La scelta di questo libro non è stata casuale. Per chi si è occupato - e continua a farlo - di cultura in questo paese Avàme pèpe e ré (così andrebbe accentato per non creare equivoci linguistici) ha rappresentato un inizio di molti progetti: politici, culturali, sociali...


Si tratta, innanzitutto, di un libro politico, concepito e realizzato come un atto di cultura politica. Come recita il risvolto di copertina, fu «pubblicato a cura della sezione P.C.I. di Pettorano sul Gizio». Una sezione di partito (per lo più comunista) si  impegnò nella pubblicazione di un libro di poesie: in quei tempi non era certo una pratica frequente nel panorama politico nazionale, se solo si considera quanto erano invece impegnati in altre faccende gli altri partiti. Tuttavia, questo dato conferma la visione pasoliniana di un Partito Comunista "diverso" in quanto culturalmente radicato nei valori della tradizione storica, sociale e letteraria dell'Italia. Ovviamente l'input per questa operazione venne da Vittorio, il quale però riuscì a coinvolgere emotivamente tutti coloro che all'epoca facevano riferimento all'area del Partito. Un coinvolgimento che aveva il sapore di uno schieramento, di una presa di posizione netta e chiara, che costringeva molti a fare i conti con la propria storia (personale e collettiva).

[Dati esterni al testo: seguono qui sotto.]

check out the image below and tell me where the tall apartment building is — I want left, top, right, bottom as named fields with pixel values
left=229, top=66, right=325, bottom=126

Se si considera l'articolato contenuto del libro - sebbene racchiuso in un breve giro di pagine - si comprende la singolarità di quella che era solo la seconda raccolta di versi di Vittorio, dopo Castagne pazze (Sulmona, 1977). Da qui sono nati alcuni nuclei tematici cari a lui e che in seguito sono diventati per lui ed altri anche percorsi di ricerca: le condizioni sociali ed esistenziali dei carbonai e degli emigranti, la cultura sconfitta del mondo contadino, le radici antiche della ‘"lotta di classe".

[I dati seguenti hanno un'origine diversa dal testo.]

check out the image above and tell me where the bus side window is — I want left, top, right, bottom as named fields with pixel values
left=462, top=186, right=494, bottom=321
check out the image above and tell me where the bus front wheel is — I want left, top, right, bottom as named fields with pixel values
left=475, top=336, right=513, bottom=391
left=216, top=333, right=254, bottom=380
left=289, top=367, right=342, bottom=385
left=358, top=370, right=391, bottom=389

Sotto la parola "mito" Vittorio ha raggruppato quelli che lui considerava gli elementi essenziali di una vita degna di essere raccontata: l'infanzia vissuta in una collettività solidale; il tempo dell'amore, andato disperso per l'inesorabile trascorrere dei giorni; il tempo dell'amicizia incondizionata, che poi si è rivelata minata nei suoi valori più profondi dalla corruzione del progresso e della modernità. Sono state messe "in scena" (infatti, in alcuni casi il testo diventa quasi canovaccio per una rappresentzione teatrale) le sconfitte sociali dei carbonai e dei braccianti, sfruttati in un sistema di potere dominato dai signorotti locali, ed in questa insopportabile condizione di vita è stata individuata la causa principe dell'emigrazione verso altre nazioni. Il mondo contadino, insomma, risulta essersi "disfatto", secondo la lezione pasoliniana, e la ragione - secondo Vittorio - deve essere ricercata anche in questo svuotamento feroce e violento di risorse umane, praticato attraverso l'emigrazione coatta. Le classi dirigenti locali - discorso che anderebbe ovviamente esteso a tutto il sud dell'Italia - hanno avuto la responsabilità di questo esodo di persone, le quali hanno portato via con sé la prassi della antica cultura contadina. Il tempo presente, proprio a causa di questa verisimile analisi, è stato da lui rappresentato con la metafora del "mare", secondo la quale l'unico sentimento possibile ed ammissibile è quello della "nostalgia", nel senso etimologico della parola, vale a dire di dolore provato da parte di chi è ‘dovuto' andare via, ha ‘dovuto' affrontare un viaggio per la sopravvivenza, e che sa di non poter tornare - nonostante il forte desiderio - in patria. Il mare è una metafora valida anche per quanti sono rimasti a casa: loro sono stati travolti ineluttabilmente da un naufragio dei valori antichi - tutti i valori antichi! - compresi quelli cristiani. Un tale spaesamento ha avuto come conseguenze il labile dispiegamento delle energie di un tempo, la scarsa considerazione attribuita alla lotta civile per cambiare il mondo, la negazione di un "senso" e di una "funzione" dell'uomo "nell'universo del Potere". L'impegno politico, infine, è visto non come una soluzione possibile per ricostruire un mondo migliore sulla base di nuovi valori, ma come azione auto-appagante, che alimenta sé stessa tramite un cosciente gioco della finzione ("... lo sapevamo, lo abbiamo sempre saputo...").